We provide StandardPGD, a standardized version of the PolyGraphDiscrepancy that combines 5 different graph descriptors:

from polygraph.datasets import PlanarGraphDataset, SBMGraphDataset
from polygraph.metrics import StandardPGD

metric = StandardPGD(reference_graphs=PlanarGraphDataset("test").to_nx())
metric.compute(SBMGraphDataset("test").to_nx()) # {'pgd': 0.999301797449604, 'pgd_descriptor': 'degree', 'subscores': {'orbit': 0.9986018004713674, 'clustering': 0.9933180272388359, 'degree': 0.999301797449604, 'spectral': 0.9690467491487502, 'gin': 0.9984711185804029}}

As with MMD metrics, you may also construct custom PolyGraphDiscrepancy variants using other graph descriptors, evaluation metrics, or binary classification approaches. E.g., you may construct the following metric

from polygraph.utils.descriptors import OrbitCounts, SparseDegreeHistogram
from polygraph.metrics.base import PolyGraphDiscrepancy
from sklearn.linear_model import LogisticRegression

metric = PolyGraphDiscrepancy(
    reference_graphs=PlanarGraphDataset("test").to_nx(),
    descriptors={
        "orbit": OrbitCounts(),
        "degree": SparseDegreeHistogram(),
    },
    classifier=LogisticRegression(),
    variant="informedness",
)
metric.compute(SBMGraphDataset("test").to_nx())         # {'pgd': 0.9, 'pgd_descriptor': 'orbit', 'subscores': {'orbit': 0.9, 'degree': 0.9}}

We refer to the API reference for further details.

Validity, Uniqueness, Novelty

Synthetic datasets oftentimes satisfy structural constraints (e.g. that they contain tree graphs) and thereby have a notion of validity of graphs. Consequently, generative models may be evaluated by the fraction of generated graphs that fulfill these constraints and are thereby valid. Moreover, one may compute the fraction of graphs that are unique within the generated set and the fraction of graphs that are novel in the sense that they do not occur in the training set. The fraction of graphs that satisfy all three properties (validity, uniqueness, and novelty) is referred to as VUN.

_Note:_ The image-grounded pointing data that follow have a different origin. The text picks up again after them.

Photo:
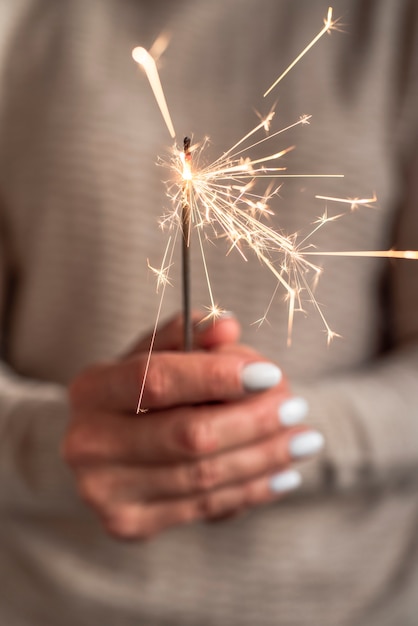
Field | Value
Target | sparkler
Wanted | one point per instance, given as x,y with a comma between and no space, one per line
222,197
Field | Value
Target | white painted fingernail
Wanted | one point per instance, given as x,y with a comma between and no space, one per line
285,481
293,411
259,376
306,444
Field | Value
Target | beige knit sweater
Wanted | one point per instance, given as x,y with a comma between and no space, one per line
80,198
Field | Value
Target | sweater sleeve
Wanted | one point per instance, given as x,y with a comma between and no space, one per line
33,418
370,417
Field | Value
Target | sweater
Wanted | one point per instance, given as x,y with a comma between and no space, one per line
80,201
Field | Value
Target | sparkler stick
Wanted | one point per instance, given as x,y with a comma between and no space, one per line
186,222
222,197
328,25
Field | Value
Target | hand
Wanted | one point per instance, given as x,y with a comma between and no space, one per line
209,445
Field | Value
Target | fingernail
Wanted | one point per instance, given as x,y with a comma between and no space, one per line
259,376
306,444
293,411
285,481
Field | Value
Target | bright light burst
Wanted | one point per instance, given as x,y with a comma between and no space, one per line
225,200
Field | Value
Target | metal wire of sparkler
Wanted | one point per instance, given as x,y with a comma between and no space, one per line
222,196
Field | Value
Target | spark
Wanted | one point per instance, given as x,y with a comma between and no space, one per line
354,203
143,58
328,26
223,199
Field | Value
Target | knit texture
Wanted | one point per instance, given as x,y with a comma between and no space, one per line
80,200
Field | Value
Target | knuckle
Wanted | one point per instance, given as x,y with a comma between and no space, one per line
204,475
207,507
79,444
127,524
156,384
197,437
93,491
216,377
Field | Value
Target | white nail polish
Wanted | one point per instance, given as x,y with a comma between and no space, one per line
293,411
259,376
285,481
306,444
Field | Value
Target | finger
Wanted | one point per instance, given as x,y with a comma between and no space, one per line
173,379
121,483
207,333
134,521
223,330
181,434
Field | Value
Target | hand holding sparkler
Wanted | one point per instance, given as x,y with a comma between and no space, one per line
220,435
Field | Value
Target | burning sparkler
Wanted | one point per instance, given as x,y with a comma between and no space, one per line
223,197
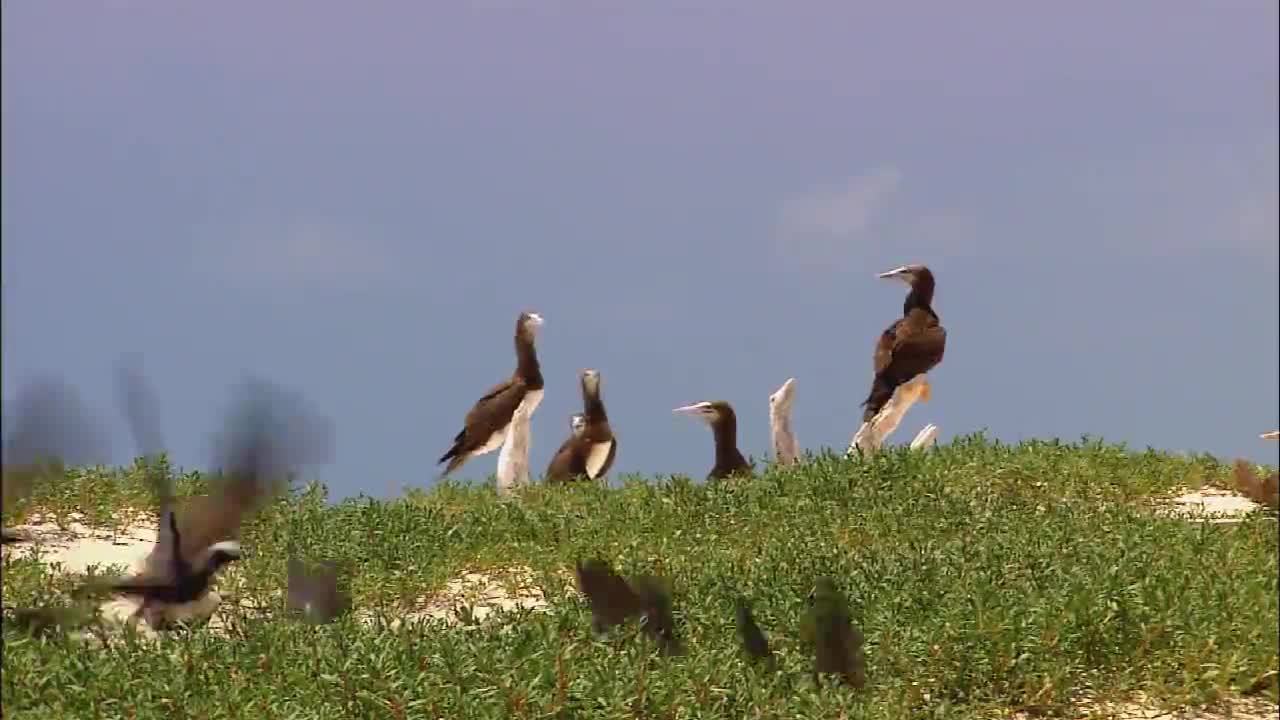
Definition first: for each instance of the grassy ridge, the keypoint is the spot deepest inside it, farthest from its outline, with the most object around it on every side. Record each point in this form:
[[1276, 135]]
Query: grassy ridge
[[984, 577]]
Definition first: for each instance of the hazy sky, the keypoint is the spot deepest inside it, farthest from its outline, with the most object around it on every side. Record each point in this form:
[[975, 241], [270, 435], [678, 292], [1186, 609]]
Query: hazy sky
[[356, 200]]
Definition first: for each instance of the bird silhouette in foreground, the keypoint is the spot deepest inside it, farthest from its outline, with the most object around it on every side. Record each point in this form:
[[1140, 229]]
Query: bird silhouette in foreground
[[266, 436], [484, 428], [754, 642], [723, 422], [912, 346], [315, 592], [616, 600], [836, 641]]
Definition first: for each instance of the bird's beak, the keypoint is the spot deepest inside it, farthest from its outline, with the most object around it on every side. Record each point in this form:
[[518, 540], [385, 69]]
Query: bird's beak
[[784, 391]]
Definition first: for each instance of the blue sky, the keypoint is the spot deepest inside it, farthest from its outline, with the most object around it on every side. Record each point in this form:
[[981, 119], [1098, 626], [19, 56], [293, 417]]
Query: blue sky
[[356, 200]]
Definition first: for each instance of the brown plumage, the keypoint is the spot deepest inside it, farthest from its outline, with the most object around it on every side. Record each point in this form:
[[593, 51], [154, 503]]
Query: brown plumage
[[485, 425], [720, 415], [588, 452], [567, 463], [912, 346]]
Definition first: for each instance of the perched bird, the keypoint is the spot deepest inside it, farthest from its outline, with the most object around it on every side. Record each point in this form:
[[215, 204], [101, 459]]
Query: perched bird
[[588, 454], [49, 428], [720, 415], [485, 425], [754, 643], [837, 642], [315, 592], [912, 346], [785, 447], [567, 461]]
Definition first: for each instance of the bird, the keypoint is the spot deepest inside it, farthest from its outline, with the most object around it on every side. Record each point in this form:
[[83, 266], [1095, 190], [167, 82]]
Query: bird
[[206, 519], [50, 428], [588, 452], [837, 643], [754, 642], [266, 434], [599, 443], [912, 346], [720, 415], [314, 591], [615, 600], [785, 449], [484, 428], [611, 597], [183, 582], [567, 461]]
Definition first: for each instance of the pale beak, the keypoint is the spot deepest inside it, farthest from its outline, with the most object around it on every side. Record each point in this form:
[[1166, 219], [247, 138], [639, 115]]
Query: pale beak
[[784, 391]]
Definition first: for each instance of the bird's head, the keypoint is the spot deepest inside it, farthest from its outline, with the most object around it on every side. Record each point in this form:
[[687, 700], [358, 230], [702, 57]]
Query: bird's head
[[590, 381], [220, 554], [529, 323], [711, 411], [781, 399]]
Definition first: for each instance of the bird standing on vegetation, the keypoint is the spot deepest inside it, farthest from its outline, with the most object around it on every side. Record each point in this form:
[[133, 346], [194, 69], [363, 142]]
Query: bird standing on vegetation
[[256, 454], [785, 447], [837, 642], [912, 346], [723, 422], [485, 425], [754, 642], [588, 452], [566, 463], [616, 600]]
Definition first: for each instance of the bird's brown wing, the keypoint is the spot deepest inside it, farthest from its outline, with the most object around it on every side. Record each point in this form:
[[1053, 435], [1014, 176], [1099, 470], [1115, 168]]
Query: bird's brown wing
[[910, 346], [566, 464]]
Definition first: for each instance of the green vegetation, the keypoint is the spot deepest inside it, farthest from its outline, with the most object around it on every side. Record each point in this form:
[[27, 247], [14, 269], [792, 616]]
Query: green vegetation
[[984, 578]]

We implement these metrics in the VUN class. To determine novelty, this metric must be passed the training set on which the generative model was optimized. The test set, on the other hand, must not be passed to this class:

from polygraph.metrics import VUN

train = PlanarGraphDataset("train")
generated = SBMGraphDataset("val")

metric = VUN(
    train_graphs=train.to_nx(),         # Pass the training set to determine novelty
    validity_fn=train.is_valid
)
print(metric.compute(generated.to_nx()))        # {'unique': 1.0, 'novel': 1.0, 'unique_novel': 1.0, 'valid': 0.0, 'valid_unique_novel': 0.0, 'valid_novel': 0.0, 'valid_unique': 0.0}

All synthetic datasets in the polygraph package provide a static is_valid function. If no validity function is available for your dataset, validity_fn may be set to None. In this case, only the fraction of unique and novel graphs is computed.